Nossos esforços também estão concentrados em evitar uma catástrofe humanitária, incluindo a intensificação dos fluxos de refugiados. Os princípios do Direito Humanitário devem prevalecer. As vidas dos civis e as necessidades das pessoas, especialmente as mais vulneráveis, devem ser a nossa prioridade nesse momento.
Renovamos o nosso apelo pela cessação total das hostilidades, a retirada de tropas de território ucraniano e a retomada imediata do diálogo diplomático. Não há alternativa à negociação para resolver a crise atual.
Os temas de segurança coletiva repousam em última análise no respeito ao direito internacional e nos princípios e normas da carta das Nações Unidas. No plano hemisférico é importante que recordemos que a promoção e manutenção da paz também são objetivos refletidos na carta da OEA, que constitui um organismo regional dentro das Nações Unidas em conformidade com o artigo 1º de nosso documento constitutivo. Nesse sentido, devemos ter presentes que alguns dos propósitos essenciais da nossa organização são precisamente garantir a paz e a segurança continentais, prevenir as possíveis causas de dificuldades e assegurar a solução pacífica de controversas que surgem entre os seus membros; procurar a solução de problemas políticos e econômicos que surgirem entre os Estados membros da organização, e alcançar uma efetiva limitação de armamento convencionais que permita dedicar a maior soma de recursos ao desenvolvimento social e econômico dos Estados membros.

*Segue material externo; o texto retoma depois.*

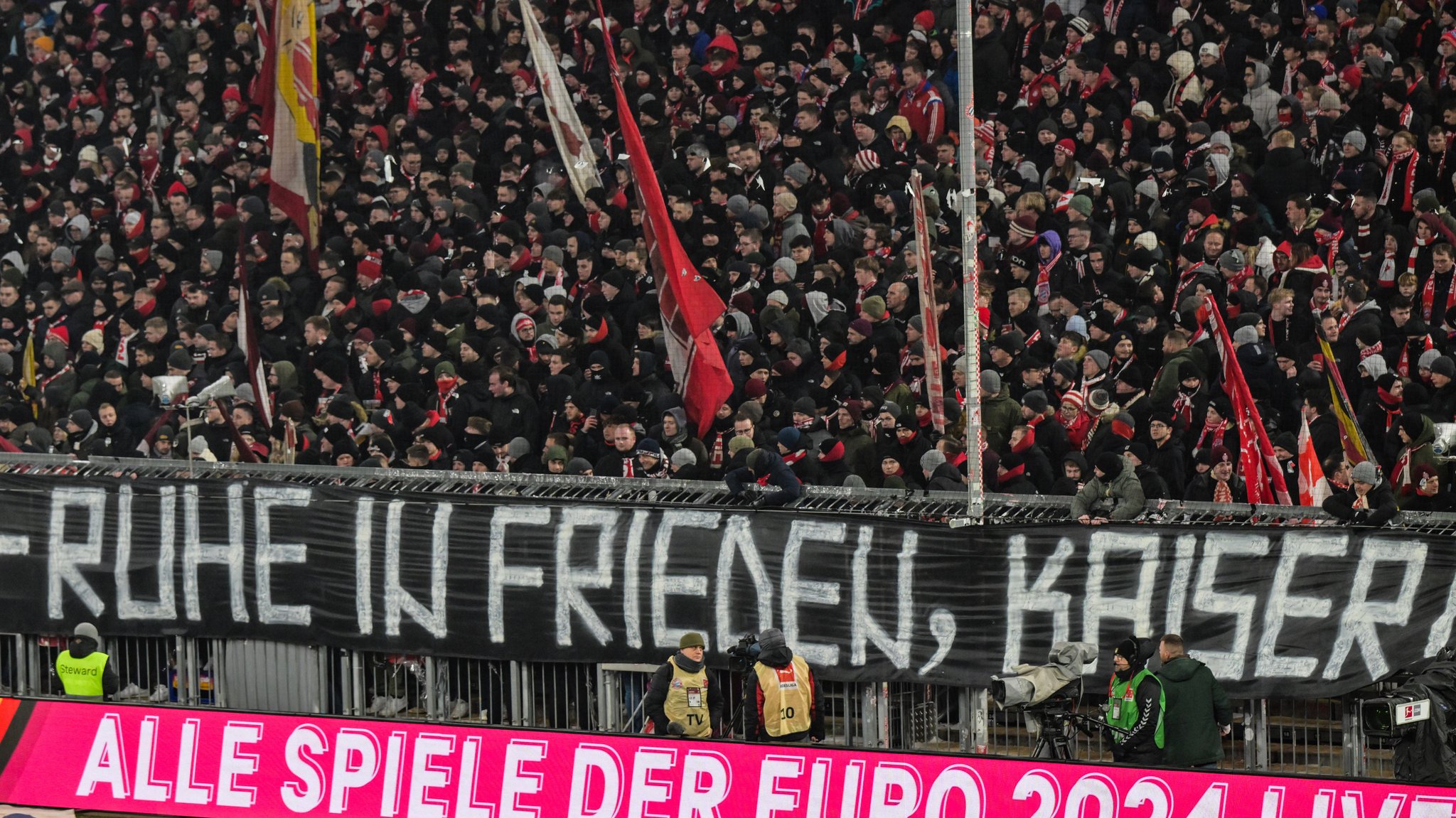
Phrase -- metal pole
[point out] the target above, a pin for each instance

De conformidade com a carta da OEA, ademais, os Estados americanos reafirmam como princípios, entre outros, que o direito internacional é a norma de conduta dos Estados em suas relações recíprocas.
A ordem internacional é constituída essencialmente pelo respeito à personalidade, soberania e independência dos Estados, e pelo cumprimento fiel das obrigações emanadas dos tratados e outras fontes do direito internacional. Os Estados americanos condenam a guerra de agressão e as controversas de caráter internacional que surgirem entre dois ou mais Estados americanos deverão ser resolvidos por meio de processos pacíficos.
Devemos ter presentes os importantes esforços desta organização na prevenção de conflitos e na solução de disputas no hemisfério por meio de uma variedade de mecanismos de resolução de conflitos, como a negociação direta, a mediação e a resolução judicial e a arbitragem.
Cumpre realçar, ainda, a atuação da nossa organização e dos Estados membros na defesa e na promoção da democracia representativa dos direitos humanos, na segurança multidimensional e no desenvolvimento integral, elementos que podem contribuir para a promoção e manutenção da paz.”